La vertu est au milieu
Par Aline LAHOUD

“La vertu est au milieu” (In medio stat virtus), une devise devenue un code de vie et de gouvernement chez les anciens Romains. C’est pour l’avoir ignorée que les successeurs de César Auguste ont provoqué l’effritement et la mort d’un empire prestigieux qui s’étendait à trois continents.
Le milieu, le centre, d’après Socrate, est un lieu de rencontre obligatoire, c’est là que les centristes font tampon entre deux extrémismes décidés à en découdre, détruisant tout sur leur passage. Les grands destructeurs de l’Histoire n’étaient pas centristes. Attila n’était pas centriste, Hitler et Mussolini non plus. On doit à Staline la déportation de 30 millions d’êtres humains, la Sibérie et le goulag. Il n’était pas centriste. On doit à Ataturk le massacre et la dispersion des Arméniens. Il n’était pas centriste non plus. Tous les dictateurs qui ont pratiqué les persécutions, le déni de justice systématique et l’esclavagisme moderne n’étaient pas des centristes.

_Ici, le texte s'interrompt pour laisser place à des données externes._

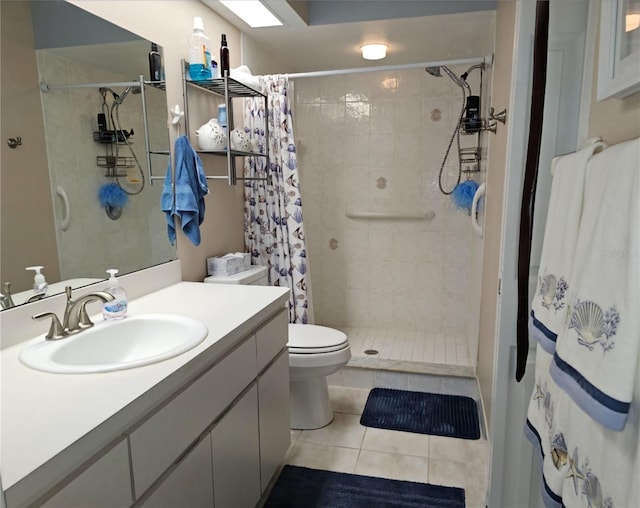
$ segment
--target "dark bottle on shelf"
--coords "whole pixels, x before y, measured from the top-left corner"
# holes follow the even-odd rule
[[[229,48],[227,47],[227,36],[222,34],[222,42],[220,43],[220,77],[228,76],[229,68]]]
[[[162,57],[158,52],[158,45],[151,43],[149,51],[149,79],[151,81],[162,81]]]

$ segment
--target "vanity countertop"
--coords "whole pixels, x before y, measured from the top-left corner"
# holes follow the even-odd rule
[[[180,282],[129,302],[129,314],[178,314],[209,333],[168,360],[116,372],[50,374],[23,365],[31,339],[3,350],[2,488],[59,481],[122,436],[141,415],[204,372],[239,340],[282,309],[287,288]],[[101,316],[93,316],[97,324]],[[64,340],[64,339],[63,339]],[[78,446],[71,446],[77,444]]]

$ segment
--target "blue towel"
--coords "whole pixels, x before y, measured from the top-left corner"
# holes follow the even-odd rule
[[[182,232],[194,245],[200,245],[200,224],[204,221],[204,197],[209,193],[202,161],[186,136],[176,140],[175,200],[171,188],[171,163],[167,168],[161,196],[161,209],[167,217],[169,241],[176,231],[173,217],[180,219]]]
[[[167,233],[171,245],[176,243],[176,225],[173,220],[173,183],[171,182],[171,157],[167,165],[167,174],[164,177],[162,194],[160,195],[160,210],[165,214],[167,221]]]

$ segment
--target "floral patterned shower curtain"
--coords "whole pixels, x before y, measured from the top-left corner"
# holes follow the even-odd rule
[[[256,265],[269,267],[272,286],[290,288],[289,322],[307,323],[307,257],[302,223],[302,199],[298,179],[296,145],[293,137],[291,84],[286,76],[262,76],[262,93],[267,96],[268,136],[264,123],[264,100],[245,99],[245,132],[252,145],[265,157],[246,157],[244,176],[264,178],[245,180],[245,247]],[[267,167],[268,166],[268,167]]]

Par contre, Michel Sleiman l’est. Et d’ailleurs n’a-t-il pas accédé à la présidence que parce qu’il était à égale distance des adversaires extrémistes devenus ennemis? N’a-t-il pas fait preuve de neutralité au cours des événements hideux qui se sont succédé sur la scène libanaise ces quatre dernières années? Sans son attitude et son action de neutralité positive, les conflits auraient dégénéré en déflagrations d’une telle violence que le pays n’aurait pas pu tenir le coup.
Que lui reproche-t-on au juste? De s’être prononcé pour l’émergence d’un bloc parlementaire “centriste” qui regrouperait des députés souhaitant se tenir à égale distance des deux camps politiques en présence sur la scène locale? Faisant politiquement et moralement siens ces mots de Socrate: “Il est en tout un juste milieu, il y a des limites précises au-delà desquelles ne peut se tenir le bien”.
Ce à quoi, un membre du gouvernement a répliqué que les “neutres” feront échouer les réformes, car “la neutralité nourrit la corruption”, qu’un bloc parlementaire neutre vise à affaiblir les réformateurs ainsi que les institutions et à leur tête la présidence de la République. Pour certaines grosses pointures de la fameuse classe politique, la neutralité serait la pire des attitudes, “car les blocs indépendants provoquent l’effritement de la vie parlementaire”. A en croire que les pays dont la neutralité est reconnue et respectée par l’ensemble de la société internationale, sont en train de s’enfoncer dans la corruption et en même temps de porter atteinte à leurs institutions et à leur indépendance.
Est-ce à dire que les Suisses, les Autrichiens, les Suédois et autres Scandinaves sont corrompus jusqu’à la moelle et qu’à travers leur neutralité, ils sont en train de perdre leur indépendance? Ces neutres là et tous les autres neutres devraient dans ce cas se jeter les uns contre les autres et contre leurs voisins pour sauver leur pays de la disparition.
Personne n’a entendu dire que la Norvège, par exemple, est à la recherche d’un acheteur pour Oslo. Et pourquoi si la neutralité suisse est porteuse de corruption et qu’elle pourrait faire voler la Confédération en éclats, pourquoi tous les pourparlers internationaux, presque tous les traités de paix se déroulent et se concluent à Genève? Et pourquoi Sarkozy n’a-t-il pas mis en garde les Français contre le satanisme du centriste François Bayrou?
Vu le degré d’animosité et de haine que développent les discours des uns et des autres, Michel Sleiman tente d’empêcher les protagonistes, surtout en période électorale, de passer des invectives, de la diffamation et des gros mots au langage des armes, hantise de tous les Libanais.
Michel Sleiman, en tant que président de la République est l’arbitre suprême, rôle que lui reconnaît la Constitution. Et un arbitre impartial est neutre.